Örneğin, yeni bir ürün ya da hizmetin piyasaya sürüleceği dönemde ürün müdürü genellikle, geliştirilen bu ürün için bir kar-zarar analizi çıkarır. Bu nedenle, diğer profesyonellerle aynı dili konuşabilmek için İK’nın da işgücü devir oranını finansal kavramlarla açıklayabilmesi gerekir. Bu, sadece şirkete olan finansal etkiyi açıklamaya yardım etmekle kalmaz, durumun aciliyetine karar verilmesini de sağlar.

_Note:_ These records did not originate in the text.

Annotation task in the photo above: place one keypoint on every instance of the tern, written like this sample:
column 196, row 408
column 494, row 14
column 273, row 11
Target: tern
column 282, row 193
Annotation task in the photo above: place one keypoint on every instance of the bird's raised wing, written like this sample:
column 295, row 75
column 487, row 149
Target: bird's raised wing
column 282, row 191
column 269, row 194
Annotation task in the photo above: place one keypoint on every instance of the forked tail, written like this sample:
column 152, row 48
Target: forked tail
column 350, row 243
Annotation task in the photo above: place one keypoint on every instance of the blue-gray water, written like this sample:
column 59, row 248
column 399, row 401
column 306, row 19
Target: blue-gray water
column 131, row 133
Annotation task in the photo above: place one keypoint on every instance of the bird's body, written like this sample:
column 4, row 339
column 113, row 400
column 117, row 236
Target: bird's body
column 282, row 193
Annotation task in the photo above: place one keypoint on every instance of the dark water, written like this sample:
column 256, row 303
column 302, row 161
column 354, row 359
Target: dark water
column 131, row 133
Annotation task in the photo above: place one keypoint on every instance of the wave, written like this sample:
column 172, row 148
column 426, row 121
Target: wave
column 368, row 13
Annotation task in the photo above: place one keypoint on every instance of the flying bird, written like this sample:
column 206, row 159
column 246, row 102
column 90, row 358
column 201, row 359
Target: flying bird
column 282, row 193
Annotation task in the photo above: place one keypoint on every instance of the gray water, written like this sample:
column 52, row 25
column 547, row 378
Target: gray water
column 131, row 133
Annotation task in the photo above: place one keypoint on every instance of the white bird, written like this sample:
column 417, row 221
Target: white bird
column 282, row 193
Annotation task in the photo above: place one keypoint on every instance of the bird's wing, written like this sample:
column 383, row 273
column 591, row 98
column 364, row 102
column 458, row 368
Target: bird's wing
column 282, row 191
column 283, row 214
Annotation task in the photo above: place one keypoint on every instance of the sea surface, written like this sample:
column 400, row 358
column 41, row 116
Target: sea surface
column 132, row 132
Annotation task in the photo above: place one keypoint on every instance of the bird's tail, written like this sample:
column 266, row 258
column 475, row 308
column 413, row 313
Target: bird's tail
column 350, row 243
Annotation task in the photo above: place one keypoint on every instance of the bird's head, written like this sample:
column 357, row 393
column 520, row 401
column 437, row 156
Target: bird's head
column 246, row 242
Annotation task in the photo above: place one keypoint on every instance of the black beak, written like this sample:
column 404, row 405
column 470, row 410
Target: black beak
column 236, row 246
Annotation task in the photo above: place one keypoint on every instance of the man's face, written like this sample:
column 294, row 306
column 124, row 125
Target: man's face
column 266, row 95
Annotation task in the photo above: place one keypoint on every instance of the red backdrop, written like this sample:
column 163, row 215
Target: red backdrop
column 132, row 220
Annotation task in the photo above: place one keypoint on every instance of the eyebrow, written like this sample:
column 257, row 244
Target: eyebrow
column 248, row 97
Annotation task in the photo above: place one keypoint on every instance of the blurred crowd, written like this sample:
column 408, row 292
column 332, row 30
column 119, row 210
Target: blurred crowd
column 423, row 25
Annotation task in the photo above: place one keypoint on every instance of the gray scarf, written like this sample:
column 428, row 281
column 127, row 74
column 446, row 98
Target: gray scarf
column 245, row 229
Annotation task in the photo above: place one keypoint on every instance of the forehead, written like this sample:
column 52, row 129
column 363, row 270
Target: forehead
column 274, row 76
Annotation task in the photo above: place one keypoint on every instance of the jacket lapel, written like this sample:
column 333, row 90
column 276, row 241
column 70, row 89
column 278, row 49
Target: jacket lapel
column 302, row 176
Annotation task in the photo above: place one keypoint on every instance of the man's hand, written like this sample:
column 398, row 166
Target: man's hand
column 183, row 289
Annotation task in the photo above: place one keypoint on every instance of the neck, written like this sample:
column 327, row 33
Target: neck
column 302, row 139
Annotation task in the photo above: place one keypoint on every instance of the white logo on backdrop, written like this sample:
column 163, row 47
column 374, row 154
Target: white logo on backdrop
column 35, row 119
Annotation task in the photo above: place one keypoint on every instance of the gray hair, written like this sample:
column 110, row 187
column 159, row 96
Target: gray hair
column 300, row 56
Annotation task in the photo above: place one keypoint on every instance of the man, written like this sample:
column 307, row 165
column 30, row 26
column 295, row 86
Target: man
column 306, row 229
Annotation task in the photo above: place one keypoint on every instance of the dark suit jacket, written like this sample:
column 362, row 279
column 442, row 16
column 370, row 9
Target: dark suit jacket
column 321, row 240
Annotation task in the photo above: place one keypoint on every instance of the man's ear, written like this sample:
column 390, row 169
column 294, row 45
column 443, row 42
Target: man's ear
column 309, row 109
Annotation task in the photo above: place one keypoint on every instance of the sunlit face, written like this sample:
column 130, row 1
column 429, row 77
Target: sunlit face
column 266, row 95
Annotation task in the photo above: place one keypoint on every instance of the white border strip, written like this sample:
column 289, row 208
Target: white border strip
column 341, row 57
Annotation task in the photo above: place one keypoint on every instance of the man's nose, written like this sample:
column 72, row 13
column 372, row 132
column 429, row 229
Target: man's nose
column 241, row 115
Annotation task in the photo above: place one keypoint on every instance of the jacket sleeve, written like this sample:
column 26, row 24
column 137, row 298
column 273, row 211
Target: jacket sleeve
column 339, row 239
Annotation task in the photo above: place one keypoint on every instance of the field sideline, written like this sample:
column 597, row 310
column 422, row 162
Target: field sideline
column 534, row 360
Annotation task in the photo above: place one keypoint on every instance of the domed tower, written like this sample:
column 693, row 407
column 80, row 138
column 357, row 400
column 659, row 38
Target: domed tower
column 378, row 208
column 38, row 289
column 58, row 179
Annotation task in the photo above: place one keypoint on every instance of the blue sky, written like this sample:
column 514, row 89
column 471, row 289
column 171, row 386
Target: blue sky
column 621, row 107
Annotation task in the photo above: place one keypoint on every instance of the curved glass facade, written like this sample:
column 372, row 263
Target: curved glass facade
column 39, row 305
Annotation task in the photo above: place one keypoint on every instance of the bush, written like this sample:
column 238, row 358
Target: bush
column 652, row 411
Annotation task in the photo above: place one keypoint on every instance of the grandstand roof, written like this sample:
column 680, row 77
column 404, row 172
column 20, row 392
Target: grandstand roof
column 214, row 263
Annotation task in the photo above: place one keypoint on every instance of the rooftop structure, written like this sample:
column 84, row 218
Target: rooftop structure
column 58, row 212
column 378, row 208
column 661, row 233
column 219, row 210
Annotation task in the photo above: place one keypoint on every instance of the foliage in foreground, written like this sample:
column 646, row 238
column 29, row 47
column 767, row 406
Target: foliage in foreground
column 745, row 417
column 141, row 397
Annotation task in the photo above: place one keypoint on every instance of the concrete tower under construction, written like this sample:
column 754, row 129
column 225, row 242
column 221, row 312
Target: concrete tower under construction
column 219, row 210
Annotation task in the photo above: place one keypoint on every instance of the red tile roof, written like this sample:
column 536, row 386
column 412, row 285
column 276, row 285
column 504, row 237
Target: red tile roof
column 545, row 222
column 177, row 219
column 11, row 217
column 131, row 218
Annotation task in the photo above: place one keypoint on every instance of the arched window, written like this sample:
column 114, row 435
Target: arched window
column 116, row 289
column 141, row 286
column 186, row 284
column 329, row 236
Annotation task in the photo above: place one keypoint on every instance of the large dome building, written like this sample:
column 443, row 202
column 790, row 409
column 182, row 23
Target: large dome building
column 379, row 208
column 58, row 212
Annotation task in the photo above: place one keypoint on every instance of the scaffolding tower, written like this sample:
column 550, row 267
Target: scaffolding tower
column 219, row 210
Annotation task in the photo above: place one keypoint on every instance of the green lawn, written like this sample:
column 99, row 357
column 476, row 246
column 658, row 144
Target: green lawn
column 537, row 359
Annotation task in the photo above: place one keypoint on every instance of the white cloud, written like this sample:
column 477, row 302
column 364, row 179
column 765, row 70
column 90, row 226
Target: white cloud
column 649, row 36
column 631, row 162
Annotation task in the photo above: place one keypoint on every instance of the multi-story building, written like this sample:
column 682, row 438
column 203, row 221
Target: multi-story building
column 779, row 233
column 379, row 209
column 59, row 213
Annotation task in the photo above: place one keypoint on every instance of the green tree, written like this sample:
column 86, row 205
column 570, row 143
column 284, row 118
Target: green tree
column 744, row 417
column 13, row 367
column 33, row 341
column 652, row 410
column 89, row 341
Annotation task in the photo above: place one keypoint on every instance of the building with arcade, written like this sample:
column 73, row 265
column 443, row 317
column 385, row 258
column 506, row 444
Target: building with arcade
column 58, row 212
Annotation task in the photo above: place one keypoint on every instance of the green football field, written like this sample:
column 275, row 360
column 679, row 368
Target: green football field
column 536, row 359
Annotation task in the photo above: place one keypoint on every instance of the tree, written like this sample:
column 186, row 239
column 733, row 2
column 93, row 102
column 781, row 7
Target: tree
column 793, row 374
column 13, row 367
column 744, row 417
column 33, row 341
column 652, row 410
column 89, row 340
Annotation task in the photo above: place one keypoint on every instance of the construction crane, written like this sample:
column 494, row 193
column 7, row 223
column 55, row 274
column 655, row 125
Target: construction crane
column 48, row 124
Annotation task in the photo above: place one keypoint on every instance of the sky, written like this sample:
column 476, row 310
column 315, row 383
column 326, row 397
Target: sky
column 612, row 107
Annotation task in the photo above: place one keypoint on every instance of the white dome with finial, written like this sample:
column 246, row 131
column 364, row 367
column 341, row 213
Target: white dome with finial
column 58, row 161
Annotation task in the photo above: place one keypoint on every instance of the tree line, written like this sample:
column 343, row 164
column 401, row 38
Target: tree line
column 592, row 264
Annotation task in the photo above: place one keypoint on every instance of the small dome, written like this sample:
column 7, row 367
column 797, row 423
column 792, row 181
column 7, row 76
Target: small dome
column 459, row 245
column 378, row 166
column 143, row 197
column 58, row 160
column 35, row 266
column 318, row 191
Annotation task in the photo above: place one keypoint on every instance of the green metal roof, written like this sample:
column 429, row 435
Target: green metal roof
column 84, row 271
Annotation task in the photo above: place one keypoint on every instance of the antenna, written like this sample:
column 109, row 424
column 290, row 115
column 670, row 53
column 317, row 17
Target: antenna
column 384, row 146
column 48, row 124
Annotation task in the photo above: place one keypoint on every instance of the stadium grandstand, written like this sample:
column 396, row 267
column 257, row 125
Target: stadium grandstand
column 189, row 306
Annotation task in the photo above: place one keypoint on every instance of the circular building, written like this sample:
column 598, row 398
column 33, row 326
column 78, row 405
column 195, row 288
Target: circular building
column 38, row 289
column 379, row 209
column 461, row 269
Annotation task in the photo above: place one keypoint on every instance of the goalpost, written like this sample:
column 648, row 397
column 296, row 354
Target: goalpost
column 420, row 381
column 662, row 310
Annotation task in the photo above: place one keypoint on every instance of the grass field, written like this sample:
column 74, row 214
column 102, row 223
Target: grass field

Ayrıca işgücü devir oranının altında yatan sorunların çözülebilmesi için gereken çözümlerin kapsamı da bu sayede anlaşılabilir. Örneğin, bir organizasyondaki işgücü devir oranının temel nedeni kariyer gelişim olanaklarının eksikliği ise ve işgücü devir oranı maliyetleri yılda 125 bin dolar olarak hesaplanıyorsa, 35 bin dolarlık bir danışmanla çalışmaya başlayarak kariyer planlarının oluşturulması ve yöneticilerin kariyer yönetimi konusunda eğitilmesi için yardım almak mantıklı bir çözüm yolu olacaktır. Bu şekilde sunulduğunda, işgücü devir oranının azaltılması zorlayıcı bir öncelik haline gelebilir. İşgücü devir oranının maliyeti somut olmayan bazı unsurları (düşük moral gibi…) içermesinin yanı sıra, içeriğinde hesaba katılabilecek pek çok somut maliyet ve etkinlik de yer almaktadır.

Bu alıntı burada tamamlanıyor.